Improving Cloud Function cold start time
Any time you are working with responsive cloud computing systems, cold-boot performance is something you’re going to have to consider. As we saw with Compute Engine, Container Engine, and App Engine, any time a user response comes into a cloud resource, it runs the risk of needing to do a boot-from-scratch, or cold-boot. This is problematic, since, in these scenarios, the response time is increased.
That’s why, when CAPITAL FUN approached me, asking about how to improve their cold-boot performance for Cloud Functions, I wasn’t surprised at all.
When does a GCF cold boot occur?
Functions are considered a “serverless” architecture, but nonetheless can still be at the mercy of cold-start times. The best way to figure out when you’re going to have to pay the overhead of a cold boot is to consider that you have one of two situations you face when calling your serverless function:
The “Hot” scenario your function has run recently, and the same machine instance on which it last ran is available to run it again. This results in the shortest round-trip time.
The “Cold” scenario the next call to your function will result in a new instance being instantiated to run your serverless function. This can happen for a handful of reasons:
- Your function has been deployed, but not triggered yet.

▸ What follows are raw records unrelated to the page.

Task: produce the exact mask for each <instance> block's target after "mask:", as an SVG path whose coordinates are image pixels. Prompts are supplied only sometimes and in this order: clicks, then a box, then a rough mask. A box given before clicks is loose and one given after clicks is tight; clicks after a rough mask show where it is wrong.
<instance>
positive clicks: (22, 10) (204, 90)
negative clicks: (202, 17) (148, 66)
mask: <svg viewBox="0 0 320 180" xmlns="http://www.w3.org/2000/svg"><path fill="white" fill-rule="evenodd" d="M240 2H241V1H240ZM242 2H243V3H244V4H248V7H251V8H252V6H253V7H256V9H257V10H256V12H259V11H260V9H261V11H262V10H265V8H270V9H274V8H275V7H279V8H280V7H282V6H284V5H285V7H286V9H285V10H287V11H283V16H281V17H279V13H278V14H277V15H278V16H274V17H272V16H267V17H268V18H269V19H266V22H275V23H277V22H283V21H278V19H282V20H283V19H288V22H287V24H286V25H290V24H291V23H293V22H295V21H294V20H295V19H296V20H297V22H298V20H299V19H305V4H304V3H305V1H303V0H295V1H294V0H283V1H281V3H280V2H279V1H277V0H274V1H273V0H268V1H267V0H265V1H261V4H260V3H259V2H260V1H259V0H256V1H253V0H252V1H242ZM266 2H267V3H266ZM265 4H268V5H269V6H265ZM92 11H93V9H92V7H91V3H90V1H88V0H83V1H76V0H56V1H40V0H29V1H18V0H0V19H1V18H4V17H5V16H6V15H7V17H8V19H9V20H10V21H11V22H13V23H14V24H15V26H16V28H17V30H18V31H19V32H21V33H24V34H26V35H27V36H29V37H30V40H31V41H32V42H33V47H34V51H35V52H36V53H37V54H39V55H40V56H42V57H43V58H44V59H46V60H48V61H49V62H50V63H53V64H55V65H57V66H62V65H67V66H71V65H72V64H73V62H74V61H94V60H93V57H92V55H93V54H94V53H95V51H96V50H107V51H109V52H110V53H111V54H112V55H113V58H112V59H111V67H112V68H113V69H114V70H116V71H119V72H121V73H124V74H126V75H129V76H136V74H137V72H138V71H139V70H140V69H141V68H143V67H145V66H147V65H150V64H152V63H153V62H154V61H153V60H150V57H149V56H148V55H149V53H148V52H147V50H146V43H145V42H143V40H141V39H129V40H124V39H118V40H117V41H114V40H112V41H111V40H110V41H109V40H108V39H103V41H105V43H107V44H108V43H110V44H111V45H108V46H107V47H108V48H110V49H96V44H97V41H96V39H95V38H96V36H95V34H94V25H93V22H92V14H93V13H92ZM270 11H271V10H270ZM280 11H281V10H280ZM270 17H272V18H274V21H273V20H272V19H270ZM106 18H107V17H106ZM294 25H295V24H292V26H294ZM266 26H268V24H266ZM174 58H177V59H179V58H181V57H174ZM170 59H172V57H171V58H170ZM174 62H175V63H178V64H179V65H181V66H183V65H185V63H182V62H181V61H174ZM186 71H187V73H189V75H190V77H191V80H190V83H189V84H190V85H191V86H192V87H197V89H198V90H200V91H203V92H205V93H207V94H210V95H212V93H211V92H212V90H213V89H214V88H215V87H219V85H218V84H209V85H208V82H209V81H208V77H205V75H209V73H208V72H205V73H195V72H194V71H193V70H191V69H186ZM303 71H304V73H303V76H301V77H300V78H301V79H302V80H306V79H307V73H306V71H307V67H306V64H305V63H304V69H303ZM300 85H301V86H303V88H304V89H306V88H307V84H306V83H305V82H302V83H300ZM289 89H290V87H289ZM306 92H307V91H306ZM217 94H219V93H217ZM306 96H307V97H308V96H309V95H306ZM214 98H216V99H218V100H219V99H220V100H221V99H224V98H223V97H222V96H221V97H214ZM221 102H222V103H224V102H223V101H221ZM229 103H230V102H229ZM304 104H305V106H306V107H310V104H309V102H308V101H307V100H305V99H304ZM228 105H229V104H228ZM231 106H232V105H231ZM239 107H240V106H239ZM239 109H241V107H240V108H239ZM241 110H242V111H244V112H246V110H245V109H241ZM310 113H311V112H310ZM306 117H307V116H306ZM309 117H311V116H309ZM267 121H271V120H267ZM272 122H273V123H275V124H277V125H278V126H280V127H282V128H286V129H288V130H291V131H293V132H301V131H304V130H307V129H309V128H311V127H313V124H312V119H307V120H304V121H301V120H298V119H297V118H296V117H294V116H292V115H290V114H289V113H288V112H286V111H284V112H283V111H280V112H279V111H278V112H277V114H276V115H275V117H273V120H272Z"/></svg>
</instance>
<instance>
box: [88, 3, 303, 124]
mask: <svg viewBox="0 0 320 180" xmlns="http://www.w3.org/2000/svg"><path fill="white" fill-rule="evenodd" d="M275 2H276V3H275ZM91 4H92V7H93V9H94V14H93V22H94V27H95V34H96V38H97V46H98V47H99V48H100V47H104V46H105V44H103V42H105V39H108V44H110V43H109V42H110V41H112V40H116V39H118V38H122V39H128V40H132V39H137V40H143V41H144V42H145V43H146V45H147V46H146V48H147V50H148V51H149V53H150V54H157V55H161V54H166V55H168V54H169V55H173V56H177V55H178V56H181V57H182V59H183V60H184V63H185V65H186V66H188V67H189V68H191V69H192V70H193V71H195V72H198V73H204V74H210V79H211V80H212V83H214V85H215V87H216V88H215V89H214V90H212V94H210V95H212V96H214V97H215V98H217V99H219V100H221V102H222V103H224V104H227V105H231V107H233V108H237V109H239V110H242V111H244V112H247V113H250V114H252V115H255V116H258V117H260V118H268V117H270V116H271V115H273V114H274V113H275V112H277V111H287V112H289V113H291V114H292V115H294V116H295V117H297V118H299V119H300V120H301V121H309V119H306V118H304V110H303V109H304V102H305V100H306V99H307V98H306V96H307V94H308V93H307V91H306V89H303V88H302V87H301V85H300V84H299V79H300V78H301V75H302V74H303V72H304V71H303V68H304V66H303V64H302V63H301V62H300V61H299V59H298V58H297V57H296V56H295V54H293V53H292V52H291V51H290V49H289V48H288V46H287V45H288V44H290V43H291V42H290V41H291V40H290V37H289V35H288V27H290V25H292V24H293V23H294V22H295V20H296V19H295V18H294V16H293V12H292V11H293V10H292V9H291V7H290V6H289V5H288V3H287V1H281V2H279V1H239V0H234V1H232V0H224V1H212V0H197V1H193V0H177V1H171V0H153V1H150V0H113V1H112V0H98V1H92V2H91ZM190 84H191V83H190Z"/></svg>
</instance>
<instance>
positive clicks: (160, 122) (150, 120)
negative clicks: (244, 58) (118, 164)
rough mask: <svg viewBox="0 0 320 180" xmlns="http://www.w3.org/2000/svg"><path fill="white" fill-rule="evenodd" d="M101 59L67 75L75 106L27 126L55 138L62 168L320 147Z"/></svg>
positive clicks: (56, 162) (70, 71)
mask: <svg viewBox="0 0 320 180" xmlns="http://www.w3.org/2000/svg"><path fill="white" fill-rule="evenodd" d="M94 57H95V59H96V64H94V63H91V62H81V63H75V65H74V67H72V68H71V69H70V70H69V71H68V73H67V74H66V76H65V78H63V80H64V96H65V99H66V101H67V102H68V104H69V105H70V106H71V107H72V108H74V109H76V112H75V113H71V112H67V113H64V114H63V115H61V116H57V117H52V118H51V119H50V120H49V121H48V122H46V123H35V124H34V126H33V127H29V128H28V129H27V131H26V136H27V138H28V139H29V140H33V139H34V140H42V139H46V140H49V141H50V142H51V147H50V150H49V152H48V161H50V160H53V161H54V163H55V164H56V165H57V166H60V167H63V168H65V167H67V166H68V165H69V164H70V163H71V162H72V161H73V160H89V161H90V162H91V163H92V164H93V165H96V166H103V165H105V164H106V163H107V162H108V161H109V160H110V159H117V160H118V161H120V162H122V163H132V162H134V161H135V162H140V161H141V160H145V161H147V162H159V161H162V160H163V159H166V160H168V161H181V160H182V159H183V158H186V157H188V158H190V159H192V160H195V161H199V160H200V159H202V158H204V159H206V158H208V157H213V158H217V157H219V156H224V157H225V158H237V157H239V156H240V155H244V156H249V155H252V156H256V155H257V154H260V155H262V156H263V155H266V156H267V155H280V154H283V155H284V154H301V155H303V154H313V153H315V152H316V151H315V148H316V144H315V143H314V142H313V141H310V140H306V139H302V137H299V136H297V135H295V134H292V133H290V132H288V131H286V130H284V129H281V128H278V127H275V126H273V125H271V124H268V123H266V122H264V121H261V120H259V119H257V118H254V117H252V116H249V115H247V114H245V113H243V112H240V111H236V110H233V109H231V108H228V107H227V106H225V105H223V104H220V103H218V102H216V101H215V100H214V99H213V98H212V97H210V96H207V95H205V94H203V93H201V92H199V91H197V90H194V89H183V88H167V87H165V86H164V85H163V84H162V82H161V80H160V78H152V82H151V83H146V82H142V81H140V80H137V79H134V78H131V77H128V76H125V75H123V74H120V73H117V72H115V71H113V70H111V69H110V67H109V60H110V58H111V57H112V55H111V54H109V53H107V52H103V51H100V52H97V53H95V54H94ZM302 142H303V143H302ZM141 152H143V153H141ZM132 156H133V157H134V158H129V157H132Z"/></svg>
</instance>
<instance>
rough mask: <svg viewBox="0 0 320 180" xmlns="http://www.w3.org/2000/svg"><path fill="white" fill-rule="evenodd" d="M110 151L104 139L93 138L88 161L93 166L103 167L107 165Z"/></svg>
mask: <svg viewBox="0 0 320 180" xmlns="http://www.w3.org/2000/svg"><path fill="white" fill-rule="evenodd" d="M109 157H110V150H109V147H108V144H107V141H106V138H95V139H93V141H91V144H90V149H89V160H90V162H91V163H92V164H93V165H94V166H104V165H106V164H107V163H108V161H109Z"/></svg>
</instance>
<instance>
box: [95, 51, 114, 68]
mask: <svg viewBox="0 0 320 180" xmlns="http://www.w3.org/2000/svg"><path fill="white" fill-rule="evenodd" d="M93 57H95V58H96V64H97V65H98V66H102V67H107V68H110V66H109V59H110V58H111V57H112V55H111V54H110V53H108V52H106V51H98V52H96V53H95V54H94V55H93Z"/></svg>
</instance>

- Your function has been idle long enough for the function provider to tear down the resources used on the last call.
- Your function is auto-scaling to handle capacity, and creating a new instance.
In general, “Hot” functions will already exist, and be ready to handle your requests as fast as possible. “Cold” functions on the other hand, will have a longer response time due to the need to provision function resources prior to executing the code.
In order to get a baseline for the difference between these two, I created a new completely blank GCF, deployed it, and pinged it a few times. In the image below, you can see the red area is the “Cold” boot time for the function (12ms), while the blue box is the general response time for the “Hot” scenario (4ms).
Dependencies & cold-boot performance
Hands-down, the #1 contributor to GCF cold-boot performance is dependencies. When a module boots, node.js resolves all require() calls from the entry point using synchronous I/O, which can take a significant amount of time if the number of dependencies are large, or if the content itself requires a lot of linking.
So when I saw that CAPITAL FUN’s GCF module had 50 Dependencies (!!!!) I knew right where the problem was, and our profiling proved my point:
Getting this back down to something manageable took a few steps, and a lot of negotiation
Step 1 : Trimming dependencies
As a first step, we worked with CAPITAL FUN to trim out dependencies. Including a module may involve a subset of other modules. Its’ critically important to understand what sub-linking is occurring, as it can vary the startup performance of your function significantly. After a lot of negotiation, digging, and spaghetti code cleaning, we were able to get down to 8 packages, including google-cloud. This resulted in ~ 2x improvement in cold-boot performance.
Step 2 : Using the dependencies cache
One of the influencers of dependency resolution is weather or not the dependency exists in the cache or not. The dependency cache is shared across all GCF dependencies, as such, the most popular versions of a module can be reused across a lot of users and deployments.
Looking at CAPITAL FUN’s dependencies, their version numbers were all over the place. In some cases, their system was changing the version number between deployments, depending on various code and staging factors.
To address this, we unified the production code to use the most popular module versions requested by external users, since, these versions are expected to be present in the dependency cache, making deployments faster.
Step 3 : Lazy-loading
Further digging through the Node.js code for CAPITAL FUN, we realized that not all the dependencies needed to be loaded at the boot-phase of the function. Although it’s a non-standard practice, we’ve seen before how putting requires within the function body, and pulling them out only when necessary can help the performance of cold-boot situations.
This allowed us to require only what is needed at start, and then switch to an async version of require later on for specific request handling, bringing down the cold boot times even further.
The fix is in.
Working with CAPITAL FUN, we were able to reduce the number of dependencies, optimize the version numbers to increase dependency caching, and then lazy load certain modules. The result? Going from 20sec cold-boot time to 1.83sec, which is amazing considering their warm-response time is around 800ms or so.